# Sourcing thin stainless steel



## twm.bwen (24 Nov 2015)

Hi there, I am trying to find a roll of stainless steel. It needs to be approx 12" wide, 0.005" gauge and about 5m long. I keep drawing blanks on google but it brought up this forum and if there is one thing I know, it's that the combined experience of actual people usually draws better results than a search engine.
Does anyone have any ideas where I can get it?
Thanks


----------



## Cheshirechappie (24 Nov 2015)

Try http://www.knight-group.co.uk/stainless ... -steel.htm in Birmingham. A 5m length may be a very small order for them, but their e-commerce site has a selection of offcuts that might yield something suitable.


----------



## Hitch (24 Nov 2015)

Look for 'Stainless shim stock'... should be able to get it in 12"/305mm width.... 


A quick google of what i have suggested finds this place...

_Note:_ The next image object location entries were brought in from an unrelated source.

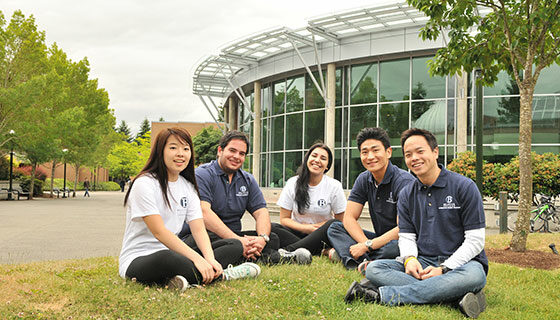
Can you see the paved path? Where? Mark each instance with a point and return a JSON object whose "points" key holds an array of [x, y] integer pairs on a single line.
{"points": [[56, 229]]}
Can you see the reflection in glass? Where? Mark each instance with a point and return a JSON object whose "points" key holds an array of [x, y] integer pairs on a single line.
{"points": [[294, 127], [363, 88], [361, 117], [277, 164], [279, 95], [423, 85], [294, 99], [394, 119], [314, 127], [277, 136], [313, 99], [395, 79]]}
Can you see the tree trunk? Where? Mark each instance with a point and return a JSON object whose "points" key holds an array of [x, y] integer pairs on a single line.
{"points": [[52, 177], [519, 239]]}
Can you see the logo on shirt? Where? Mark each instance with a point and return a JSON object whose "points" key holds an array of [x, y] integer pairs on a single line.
{"points": [[242, 192], [183, 202], [449, 204], [390, 199]]}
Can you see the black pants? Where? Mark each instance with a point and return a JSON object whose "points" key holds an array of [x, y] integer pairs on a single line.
{"points": [[157, 268], [291, 239], [269, 254]]}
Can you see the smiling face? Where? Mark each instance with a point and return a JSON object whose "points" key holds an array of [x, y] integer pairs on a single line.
{"points": [[421, 159], [318, 161], [176, 156], [375, 157], [231, 158]]}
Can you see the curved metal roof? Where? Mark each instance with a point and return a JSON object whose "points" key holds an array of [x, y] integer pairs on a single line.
{"points": [[215, 75]]}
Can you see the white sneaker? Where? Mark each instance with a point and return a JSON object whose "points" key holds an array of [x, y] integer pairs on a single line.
{"points": [[244, 270], [299, 256], [178, 283]]}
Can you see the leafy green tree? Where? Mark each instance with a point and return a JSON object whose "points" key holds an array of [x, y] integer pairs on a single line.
{"points": [[206, 144], [520, 37], [124, 131]]}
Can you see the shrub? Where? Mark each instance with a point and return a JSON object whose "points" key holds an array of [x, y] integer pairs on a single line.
{"points": [[25, 183]]}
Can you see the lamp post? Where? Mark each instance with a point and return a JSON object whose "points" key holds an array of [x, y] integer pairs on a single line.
{"points": [[10, 190], [64, 188]]}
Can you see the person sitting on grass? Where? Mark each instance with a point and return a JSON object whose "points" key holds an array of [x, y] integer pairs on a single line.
{"points": [[441, 238], [160, 199], [309, 203]]}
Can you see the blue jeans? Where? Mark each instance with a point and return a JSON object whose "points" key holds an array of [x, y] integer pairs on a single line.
{"points": [[341, 242], [396, 287]]}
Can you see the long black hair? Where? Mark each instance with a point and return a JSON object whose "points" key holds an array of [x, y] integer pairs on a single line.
{"points": [[156, 165], [302, 184]]}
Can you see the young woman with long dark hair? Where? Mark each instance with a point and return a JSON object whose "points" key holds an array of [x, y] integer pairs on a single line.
{"points": [[309, 203], [159, 200]]}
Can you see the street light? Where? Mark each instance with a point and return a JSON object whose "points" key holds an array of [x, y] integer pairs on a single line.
{"points": [[64, 188], [10, 190]]}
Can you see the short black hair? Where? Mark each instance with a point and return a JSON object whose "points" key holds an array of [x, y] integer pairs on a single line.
{"points": [[373, 133], [233, 135], [430, 138]]}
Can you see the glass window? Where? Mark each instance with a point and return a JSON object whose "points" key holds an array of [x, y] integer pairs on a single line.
{"points": [[314, 127], [394, 80], [423, 85], [361, 117], [276, 169], [294, 128], [363, 84], [294, 99], [313, 99], [265, 105], [505, 85], [430, 115], [279, 95], [293, 161], [548, 80], [277, 136], [394, 119]]}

http://www.repco-tech.co.uk/shims/?gcli ... oCZgTw_wcB


----------



## TFrench (30 Nov 2015)

Does it have to be 5m long? I use 2mx1mx0.5mm sheets of stainless at work and have a guillotine to cut it to width...


----------



## twm.bwen (3 Dec 2015)

Thanks for e reply!

I have got nowhere with every company. it is all prohibitvley expensive.

Would 0.5 be able to roll and unroll without kinking? It is 4 x the thickness the company that makes the foldable flue I'm trying to copy uses.

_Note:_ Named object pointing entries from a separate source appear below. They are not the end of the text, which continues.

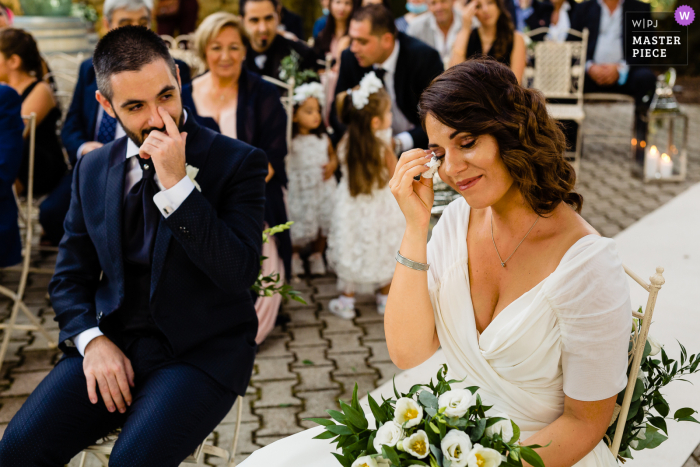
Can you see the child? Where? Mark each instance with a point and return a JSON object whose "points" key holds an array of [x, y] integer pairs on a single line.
{"points": [[367, 225], [311, 184]]}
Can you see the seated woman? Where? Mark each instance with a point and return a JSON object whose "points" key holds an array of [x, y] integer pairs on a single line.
{"points": [[21, 67], [526, 299], [333, 39], [495, 36], [240, 104]]}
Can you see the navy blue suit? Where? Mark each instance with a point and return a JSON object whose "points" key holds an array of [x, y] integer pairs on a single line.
{"points": [[81, 118], [11, 144], [206, 257]]}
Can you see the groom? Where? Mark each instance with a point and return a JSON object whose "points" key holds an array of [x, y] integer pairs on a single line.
{"points": [[151, 289]]}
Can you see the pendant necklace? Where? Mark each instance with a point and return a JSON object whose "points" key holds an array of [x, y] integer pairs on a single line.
{"points": [[503, 263]]}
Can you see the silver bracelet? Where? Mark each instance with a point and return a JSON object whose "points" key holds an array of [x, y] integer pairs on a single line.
{"points": [[410, 263]]}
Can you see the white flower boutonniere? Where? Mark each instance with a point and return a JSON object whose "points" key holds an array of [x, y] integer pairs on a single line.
{"points": [[192, 174]]}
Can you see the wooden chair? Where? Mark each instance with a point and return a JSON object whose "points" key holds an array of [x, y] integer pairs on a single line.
{"points": [[639, 339], [24, 269], [558, 69], [104, 448]]}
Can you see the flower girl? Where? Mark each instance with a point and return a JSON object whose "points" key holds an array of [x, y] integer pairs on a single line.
{"points": [[367, 225], [311, 184]]}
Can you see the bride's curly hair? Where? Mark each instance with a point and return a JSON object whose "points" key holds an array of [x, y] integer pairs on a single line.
{"points": [[482, 96]]}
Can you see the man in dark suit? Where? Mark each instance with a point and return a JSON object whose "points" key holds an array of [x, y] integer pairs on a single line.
{"points": [[152, 283], [607, 69], [405, 64], [11, 144], [267, 47]]}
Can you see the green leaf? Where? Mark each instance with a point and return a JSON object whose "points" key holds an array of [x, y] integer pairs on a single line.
{"points": [[325, 435], [321, 421], [684, 413], [389, 453], [428, 399], [339, 429], [531, 457]]}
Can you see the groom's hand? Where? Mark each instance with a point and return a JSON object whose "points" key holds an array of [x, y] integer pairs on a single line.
{"points": [[167, 151], [106, 366]]}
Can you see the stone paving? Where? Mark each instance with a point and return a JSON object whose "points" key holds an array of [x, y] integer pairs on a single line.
{"points": [[305, 367]]}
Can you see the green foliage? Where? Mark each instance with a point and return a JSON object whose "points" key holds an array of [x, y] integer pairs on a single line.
{"points": [[645, 427], [267, 286], [349, 429]]}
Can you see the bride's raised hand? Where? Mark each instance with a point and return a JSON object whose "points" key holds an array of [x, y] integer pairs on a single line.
{"points": [[415, 198]]}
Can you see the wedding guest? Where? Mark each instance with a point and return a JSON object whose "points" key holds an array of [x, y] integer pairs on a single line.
{"points": [[152, 282], [494, 37], [11, 128], [238, 103], [266, 47], [333, 39], [438, 28], [607, 68], [405, 65], [87, 127], [415, 9]]}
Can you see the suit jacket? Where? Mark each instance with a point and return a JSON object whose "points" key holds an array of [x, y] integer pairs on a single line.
{"points": [[206, 255], [261, 122], [11, 144], [417, 65], [588, 16], [79, 126]]}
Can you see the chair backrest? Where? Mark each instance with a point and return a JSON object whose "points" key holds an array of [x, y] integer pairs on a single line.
{"points": [[557, 69], [639, 339], [287, 102]]}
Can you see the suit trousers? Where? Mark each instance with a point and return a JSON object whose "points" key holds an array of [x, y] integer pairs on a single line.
{"points": [[175, 406]]}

2m would be perfect, I could even take 2 x2m as a friend wants to make one as well. 
The trouble is I'm guessing it will still be too expensive!

What money did you have in mind?


----------



## TFrench (3 Dec 2015)

PM'd


----------



## bugbear (4 Dec 2015)

twm.bwen":139g1ept said:


> Thanks for e reply!
> 
> I have got nowhere with every company. it is all prohibitvley expensive.
> 
> Would 0.5 be able to roll and unroll without kinking? It is 4 x the thickness the company that makes the foldable flue I'm trying to copy uses.



Why not just buy it - I'd give good odds (although it's not 100% certain) you find that making your own doesn't save much money.

Companies buy in bulk, and have well worked out designs and production processes. This allows them
to add a (healthy?) profit margin, and still sell it for less than you can make it for.

Most of the time, anyway.

I've seen some "rustic", "artisanal", "primitive" chopping boards at craft fair I could undercut by a good amount. :wink: 

BugBear


----------